# Connect X
#### Author: James Coffey
#### Date: 2025-08-31
#### Challenge URL: [Connect X](https://www.kaggle.com/competitions/connectx)

* I implemented **two agents**:

  * A fast **minimax + alpha–beta** baseline for analysis (not submitted here).
  * A **Deep RL** agent (PPO + CNN) that learns by playing and generalizing
    patterns.

* **Leaderboard honesty:** my minimax agent achieved **768.8**, while this RL
  agent scored **312.3**. I’m intentionally submitting the **RL agent** to
  demonstrate mastery of **RL training, architecture, evaluation, and deployment
  constraints** (exporting to pure NumPy so it runs inside the Kaggle match
  runner without extra dependencies).

## Imports used in this notebook (not in submission)

In [1]:
import random
import numpy as np
from kaggle_environments import make, evaluate

2025-08-31 21:10:18.656774: E external/local_xla/xla/stream_executor/cuda/cuda_fft.cc:477] Unable to register cuFFT factory: Attempting to register factory for plugin cuFFT when one has already been registered
E0000 00:00:1756674618.988645      36 cuda_dnn.cc:8310] Unable to register cuDNN factory: Attempting to register factory for plugin cuDNN when one has already been registered
E0000 00:00:1756674619.084972      36 cuda_blas.cc:1418] Unable to register cuBLAS factory: Attempting to register factory for plugin cuBLAS when one has already been registered


[kaggle_environments.envs.open_spiel.open_spiel] INFO: Successfully loaded OpenSpiel environments: 6.
[kaggle_environments.envs.open_spiel.open_spiel] INFO:    open_spiel_chess
[kaggle_environments.envs.open_spiel.open_spiel] INFO:    open_spiel_connect_four
[kaggle_environments.envs.open_spiel.open_spiel] INFO:    open_spiel_gin_rummy
[kaggle_environments.envs.open_spiel.open_spiel] INFO:    open_spiel_go
[kaggle_environments.envs.open_spiel.open_spiel] INFO:    open_spiel_tic_tac_toe
[kaggle_environments.envs.open_spiel.open_spiel] INFO:    open_spiel_universal_poker
[kaggle_environments.envs.open_spiel.open_spiel] INFO: OpenSpiel games skipped: 0.


## Training setup (RL vs. strong opponent)

PPO learns faster when sparring against a non-trivial opponent. We use **minimax (alpha–beta)** as the training opponent inside a lightweight Gym wrapper.

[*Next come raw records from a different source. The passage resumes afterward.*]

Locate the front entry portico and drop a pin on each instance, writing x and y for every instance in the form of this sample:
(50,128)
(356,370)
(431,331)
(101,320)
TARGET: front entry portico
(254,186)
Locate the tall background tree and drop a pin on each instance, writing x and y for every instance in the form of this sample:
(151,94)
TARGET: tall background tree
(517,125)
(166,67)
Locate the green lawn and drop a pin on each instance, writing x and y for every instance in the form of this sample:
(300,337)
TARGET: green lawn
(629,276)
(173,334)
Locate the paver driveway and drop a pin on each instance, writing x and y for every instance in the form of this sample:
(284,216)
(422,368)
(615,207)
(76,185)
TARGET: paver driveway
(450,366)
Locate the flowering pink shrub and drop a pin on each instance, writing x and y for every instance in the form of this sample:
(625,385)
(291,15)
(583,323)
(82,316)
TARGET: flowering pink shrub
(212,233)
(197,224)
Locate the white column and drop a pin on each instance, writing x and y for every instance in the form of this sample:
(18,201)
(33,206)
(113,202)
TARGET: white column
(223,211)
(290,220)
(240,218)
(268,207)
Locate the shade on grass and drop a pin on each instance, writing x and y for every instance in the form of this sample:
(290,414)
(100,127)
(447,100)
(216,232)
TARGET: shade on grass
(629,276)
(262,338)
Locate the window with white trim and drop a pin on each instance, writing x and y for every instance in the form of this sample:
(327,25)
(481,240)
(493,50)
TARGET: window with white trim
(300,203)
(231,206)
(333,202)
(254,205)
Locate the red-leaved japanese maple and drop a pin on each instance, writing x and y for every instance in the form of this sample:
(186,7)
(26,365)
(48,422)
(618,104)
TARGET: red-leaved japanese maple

### Minimax sparring opponent (training-time only)

In [2]:
def minimax_agent(obs, config):
    import numpy as np, random

    rows, cols, k = config.rows, config.columns, config.inarow

    def as_grid(b):
        return np.asarray(b).reshape(rows, cols)

    def valid_moves(g):
        return [c for c in range(cols) if g[0, c] == 0]

    def drop(g, c, m):
        g2 = g.copy()
        for r in range(rows - 1, -1, -1):
            if g2[r, c] == 0:
                g2[r, c] = m
                return g2
        return g

    def has_k(arr, m):
        cnt = 0
        for v in arr:
            cnt = cnt + 1 if v == m else 0
            if cnt >= k:
                return True
        return False

    def win(g, m):
        for r in range(rows):
            if has_k(g[r, :], m):
                return True
        for c in range(cols):
            if has_k(g[:, c], m):
                return True
        for r in range(rows - k + 1):
            for c in range(cols - k + 1):
                if has_k(np.diag(g[r : r + k, c : c + k]), m):
                    return True
        for r in range(k - 1, rows):
            for c in range(cols - k + 1):
                if has_k(np.diag(g[r : r - k : -1, c : c + k]), m):
                    return True
        return False

    def full(g):
        return not np.any(g[0, :] == 0)

    def score(g, me):
        opp = 1 if me == 2 else 2
        center_bonus = np.count_nonzero(g[:, cols // 2] == me) * 3
        return center_bonus - (np.count_nonzero(g[:, cols // 2] == opp) * 2)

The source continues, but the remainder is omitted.